Il s'agirait de ceci : je contemplais dieu la mère, son visage adoré, ses yeux d'amour et de paix. Tout d'un coup son visage s'est convulsé, son sourire s'est déchiré, il m'a craché sur la face, dieu lui-même a craché...
Son crachat sur mes lèvres, j'ai voulu crier, me réveiller. Mais ce n'était pas un rêve. J'étais assise sur le lit. Extrêmement loin de moi, entre la nuit opaque et la nuit des ténèbres, je sombrais dans le temps du trépas, la porte s'est refermée sur moi, personne ne peut l'ouvrir, j'étais sale, mon visage de fange, le crachat de l'aimé sur mes yeux, comme l'aigle sur la proie. Je tombais. Je me perdis. La lumière aussi était une mer de ténèbres. Dieu hurlait. Je ne le comprenais pas bien...
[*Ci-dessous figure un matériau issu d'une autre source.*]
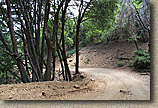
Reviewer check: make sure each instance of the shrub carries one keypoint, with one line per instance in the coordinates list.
(71, 52)
(141, 60)
(88, 60)
(120, 64)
Il y a quelque chose qui ne se raconte pas. Pas dans le temps de ce monde, pas ici. Qui ne pourra jamais s'écrire qu'à l'épuisement de mes langues dans l'infini, là où dieu la vie, la mort, se parlerait à lui-même dans sa langue. Il s'agit d'une fin sans fin. Dont il m'arrive aujourd'hui de jouir. Dans la plus stricte intimité. Il s'agit de l'affolie, celle qui rend les langues impuissantes. De l'amour sans exemple que dieu la folie m'a porté, l'amour sans humanité. Et nul ne le comprenait. C'était un amour terrifiant qui arrêtait la vie et stupéfiait la force de mourir...
Avoir perdu la vue, le corps, la croyance : tu es sauvée. Tu peux attendre la vie suivante sans impatience, sans calculer. Ne prends pas la peine de l'attendre. Si tu l'attends déjà elle est là. Elle arrive. Qui pourrait l'en empêcher ? Il n'y a plus personne. Et cette certitude t'inspire une joie légère, une pointe d'angoisse qui t'excite, ce rien de terreur qui fait battre le cœur quand on vient de mourir. Je n'aimais plus, je n'avais plus à aimer personne. C'était l'amour qui aimait ; que j'aime. "
H.C.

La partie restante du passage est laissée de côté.